My test box is not the fastest, and with loglevel set to zero (most verbose) I could literally see QEMU's BIOS print the messages line-by-line as if it was a 9600bps terminal! And that also caused longer kernel load times - just as if the emulated CPU clock was a couple times slower. - This is not a bug, since implementing those debug messages in a non-blocking way would be just plain over-engineering and they are suspressed in most cases anyway.

This is a proof that it's not MMIO related, I just feel that it should be mentioned :)

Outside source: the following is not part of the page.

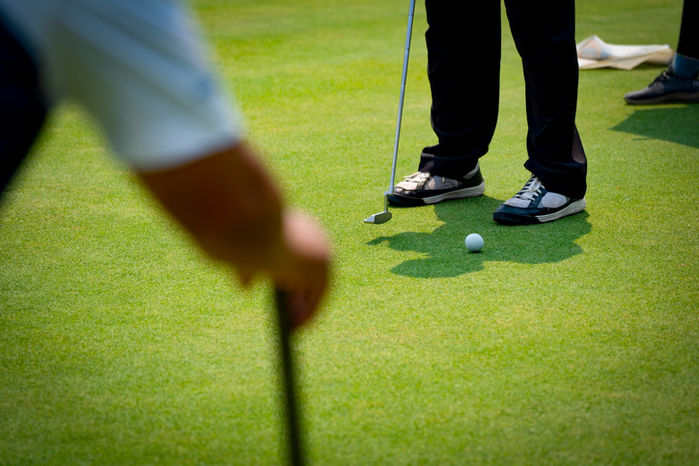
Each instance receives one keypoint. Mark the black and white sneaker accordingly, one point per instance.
(535, 204)
(424, 188)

krytarowski commented 5 years ago

Do you mean that your report of slowness of OpenBSD was caused by debug level and not MMIO bottleneck?

polprog commented 5 years ago

Yes, exactly.

leecher1337 commented 4 years ago

I'm facing the same problem, one MMIO exit for every write operation in the VGA area is incredibly slow, so in fact it's unusable. dosemu approach of writing a whole emulator just for VGA emulation seems to be a ridiculous amount of work and way too complicated.

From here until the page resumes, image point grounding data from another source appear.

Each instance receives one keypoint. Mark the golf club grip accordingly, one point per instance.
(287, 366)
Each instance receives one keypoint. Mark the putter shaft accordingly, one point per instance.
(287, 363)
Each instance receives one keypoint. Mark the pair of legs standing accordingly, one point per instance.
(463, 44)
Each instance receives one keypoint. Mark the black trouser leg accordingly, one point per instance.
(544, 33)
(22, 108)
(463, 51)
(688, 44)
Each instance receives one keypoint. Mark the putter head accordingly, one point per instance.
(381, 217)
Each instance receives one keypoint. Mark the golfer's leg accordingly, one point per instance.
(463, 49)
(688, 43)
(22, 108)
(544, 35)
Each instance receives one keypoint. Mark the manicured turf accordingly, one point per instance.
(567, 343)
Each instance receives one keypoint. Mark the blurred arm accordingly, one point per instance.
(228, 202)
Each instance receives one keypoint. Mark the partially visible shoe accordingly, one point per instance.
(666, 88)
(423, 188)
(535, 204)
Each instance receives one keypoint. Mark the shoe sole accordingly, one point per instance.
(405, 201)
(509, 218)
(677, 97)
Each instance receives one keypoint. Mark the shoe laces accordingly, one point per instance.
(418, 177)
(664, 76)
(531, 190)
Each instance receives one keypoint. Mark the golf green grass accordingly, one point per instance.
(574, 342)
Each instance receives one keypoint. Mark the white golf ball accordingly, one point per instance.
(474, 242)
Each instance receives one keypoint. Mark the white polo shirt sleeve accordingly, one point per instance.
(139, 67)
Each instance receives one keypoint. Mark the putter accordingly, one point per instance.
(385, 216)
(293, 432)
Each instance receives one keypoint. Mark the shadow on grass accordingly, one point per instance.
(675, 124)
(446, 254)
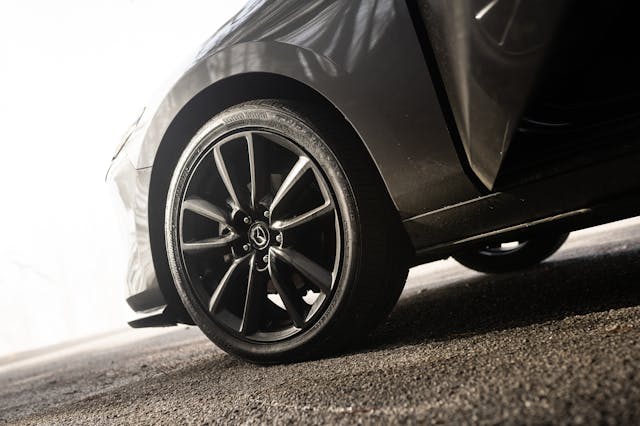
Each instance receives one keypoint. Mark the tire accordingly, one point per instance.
(499, 259)
(275, 278)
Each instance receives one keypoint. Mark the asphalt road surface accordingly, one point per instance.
(558, 343)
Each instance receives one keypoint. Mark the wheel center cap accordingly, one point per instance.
(259, 235)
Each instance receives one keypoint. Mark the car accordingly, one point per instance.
(312, 152)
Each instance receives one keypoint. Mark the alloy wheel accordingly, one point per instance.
(259, 235)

No, it's not loglevel related, the roundtrips ARE costly, there are thousands of them per second!

Now what I have tried and at least improves the situation a bit is when I attach the VGA area to a page, check if it changed on every haxm exit (mark already read bytes) and write changed values to the emulated VGA. At least the performance is somewhere near usable, but there still is the problem of detecting changes (I tried GetWriteWatch() API, but it doesn't fire when memory area gets modified by HAXM Guest more than once, I can provide a simple test application as proof).

KVM has a module called "coalesced IO", which collects all MMIO writes into a ringbuffer that can be read and flushed by userspace. Still, I'm not convinced by this concept, as it still has 1 exit per write which is still costly when there are thousands of them per second.

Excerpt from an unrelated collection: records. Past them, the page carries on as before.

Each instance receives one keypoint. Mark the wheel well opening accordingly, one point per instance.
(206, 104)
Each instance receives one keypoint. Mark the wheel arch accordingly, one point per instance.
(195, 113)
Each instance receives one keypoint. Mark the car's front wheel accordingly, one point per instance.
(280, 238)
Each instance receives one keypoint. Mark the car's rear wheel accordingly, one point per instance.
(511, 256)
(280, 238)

Now I had the following idea, maybe someone can tell me if it would work and if it can be implemented in HAXM that way: 1) VirtualAlloc a PAGE_READWRITE memory page in userspace (Host) 2) Attach the page to the VGA area at Seg A000, BUT mark it WRITE-ONLY in guest EPT (currently I cannot tell HAXM to mark a page write-only, why?). Add that page to a linked list of pages that need to be checked in 3) 3) On every VM exit, check the dirty-bit of the EPT pages attached to VGA. If it is marked dirty, make an Exit to userspace and notify host that it should check VGA area for modifications and sync it to emulated adapter. After call to userspace, clear Dirty-Bit in pagetable. 4) If the VM attempts a read operation (fortunately, this is less likely than write), an exception would be generated which can in turn be translated into an HAX_EXIT_FASTMMIO call, so reads work like with normal MMIO area. There isn't much we can do here, they cannot be coalesced like the writes.

Would that work and is someone here knowledgeable enough to enahance HAXM functionality this way?

leecher1337 commented 4 years ago

I tried to implement coalesced MMIO writes to HAXM for evaluation. I got a preformance gain by up to 50% (of course depending on the tested aplpication), but as expected, the video performance is still unacceptable. Should anybody be interested in the experimental coalesced MMIO implementation, please tell me and I will commit it to my repository accordingly. Coalesced MMIO can be turned on via a flag in my patch, so it shouldn't break compatibility.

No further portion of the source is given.